A CDC analysis found that mental health related emergency room visits by youths aged 12 to17 increased 31% from 2019 to 2020. Emergency room visits for girls aged 12 to 17 who were suspected to have attempted suicide increased 50% from February 2020 to March 2021, as compared to the same time period a year prior. In Jacksonville, Baptist Health reported that its Wolfson Children’s Hospital saw a 300% increase in mental and behavioral health admissions during the pandemic. “Many of these include intentional overdoses, overwhelming anxiety and depression and eating disorders,” Baptist Health reported.

Additionally, the CDC found that during one week in June 2020, 40% of adults reported struggling with mental health or substance abuse and dubbed that “a considerable increase”  above from the year prior. A quarter of people aged 18 to 25 said they’d contemplated suicide during that analyzed period. Unpaid caregivers, racial/ethnic minorities and essential workers also were disproportionately likely to struggle with mental health during the pandemic.

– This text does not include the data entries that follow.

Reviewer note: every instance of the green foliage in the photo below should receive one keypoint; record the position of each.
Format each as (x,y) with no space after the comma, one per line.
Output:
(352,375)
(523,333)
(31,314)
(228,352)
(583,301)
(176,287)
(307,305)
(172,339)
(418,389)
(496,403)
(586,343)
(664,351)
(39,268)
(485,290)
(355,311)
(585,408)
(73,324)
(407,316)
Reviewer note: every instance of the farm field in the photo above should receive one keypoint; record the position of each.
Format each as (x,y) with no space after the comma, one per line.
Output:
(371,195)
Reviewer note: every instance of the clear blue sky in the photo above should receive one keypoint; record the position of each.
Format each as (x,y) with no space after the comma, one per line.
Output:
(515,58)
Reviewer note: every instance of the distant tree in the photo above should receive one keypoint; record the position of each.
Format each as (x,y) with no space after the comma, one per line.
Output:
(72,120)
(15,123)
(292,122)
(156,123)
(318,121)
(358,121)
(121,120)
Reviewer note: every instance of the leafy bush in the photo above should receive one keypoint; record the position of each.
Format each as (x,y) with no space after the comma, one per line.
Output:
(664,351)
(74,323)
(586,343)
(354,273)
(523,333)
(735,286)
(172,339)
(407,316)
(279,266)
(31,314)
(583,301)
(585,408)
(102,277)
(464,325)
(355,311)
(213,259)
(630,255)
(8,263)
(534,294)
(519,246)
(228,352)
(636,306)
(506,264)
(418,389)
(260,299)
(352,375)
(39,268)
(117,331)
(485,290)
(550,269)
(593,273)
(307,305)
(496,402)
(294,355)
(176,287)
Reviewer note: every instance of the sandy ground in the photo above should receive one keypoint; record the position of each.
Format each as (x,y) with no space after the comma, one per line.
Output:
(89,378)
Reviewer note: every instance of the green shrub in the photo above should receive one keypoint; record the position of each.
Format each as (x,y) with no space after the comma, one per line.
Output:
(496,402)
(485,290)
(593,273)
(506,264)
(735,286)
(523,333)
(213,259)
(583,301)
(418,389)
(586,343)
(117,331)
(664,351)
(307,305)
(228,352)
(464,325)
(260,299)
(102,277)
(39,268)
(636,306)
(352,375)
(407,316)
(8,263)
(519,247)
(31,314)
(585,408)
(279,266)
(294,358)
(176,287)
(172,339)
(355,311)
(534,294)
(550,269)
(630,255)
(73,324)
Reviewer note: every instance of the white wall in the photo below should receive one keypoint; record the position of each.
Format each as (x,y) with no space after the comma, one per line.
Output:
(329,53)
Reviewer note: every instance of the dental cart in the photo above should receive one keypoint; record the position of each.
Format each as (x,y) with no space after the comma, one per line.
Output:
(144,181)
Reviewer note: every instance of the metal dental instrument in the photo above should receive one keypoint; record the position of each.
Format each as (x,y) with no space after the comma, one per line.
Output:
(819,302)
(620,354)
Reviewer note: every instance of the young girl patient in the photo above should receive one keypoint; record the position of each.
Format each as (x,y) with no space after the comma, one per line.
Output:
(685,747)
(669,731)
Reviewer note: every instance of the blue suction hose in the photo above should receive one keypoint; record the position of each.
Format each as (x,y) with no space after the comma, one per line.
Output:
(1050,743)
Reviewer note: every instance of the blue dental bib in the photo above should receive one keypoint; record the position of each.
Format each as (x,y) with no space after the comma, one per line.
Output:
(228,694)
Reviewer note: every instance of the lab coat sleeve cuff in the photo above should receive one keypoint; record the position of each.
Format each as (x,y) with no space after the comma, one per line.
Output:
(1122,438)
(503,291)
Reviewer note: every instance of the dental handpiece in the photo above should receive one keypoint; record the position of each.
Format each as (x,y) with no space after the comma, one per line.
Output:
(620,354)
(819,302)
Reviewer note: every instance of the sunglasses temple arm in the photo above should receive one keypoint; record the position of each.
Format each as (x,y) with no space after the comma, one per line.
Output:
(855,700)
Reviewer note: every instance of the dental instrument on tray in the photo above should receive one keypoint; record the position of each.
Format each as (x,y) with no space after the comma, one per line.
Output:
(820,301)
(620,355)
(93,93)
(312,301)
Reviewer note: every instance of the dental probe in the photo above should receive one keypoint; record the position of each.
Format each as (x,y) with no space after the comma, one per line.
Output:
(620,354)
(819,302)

REGRET AND GUILT OVER A SON’S SUICIDE

These days, Ramon Day said he mostly remembers good times shared with his son. He remembers Tyler Day’s intellect, curiosity and good nature. 

He also still feels regret and guilt regarding their last conversation. He admonished Tyler for not finishing a college paper that was due the next day. His criticism was so fiery, so harsh that his son, in that moment, Day said, just stopped talking. 

The next day, Tyler killed himself.

“That’s why I will go to my grave blaming myself,” Day said. “ … I didn’t call back, and I should’ve called back.”

Rationally, Day said he knows he’s not to blame for his son’s suicide. Tyler had some demons. He’d first spoken of suicide when he was a little boy. He was briefly treated in a psychiatric facility during middle school. 

Losing a beloved son, Day said, is part of what drives him to better understand Florida’s mental health system and its deficiencies but also social stigma surrounding mental illness.

Day agrees that fewer firearms might result in fewer suicides. He also said much more needs to be done to increase access to and continuity of mental health care, and raise everyone’s capacity and willingness to lend an ear or a kind word to someone struggling with mental health.

“Suicides,” Day said, “are a symptom of a greater difficulty than the presence of guns in our society.”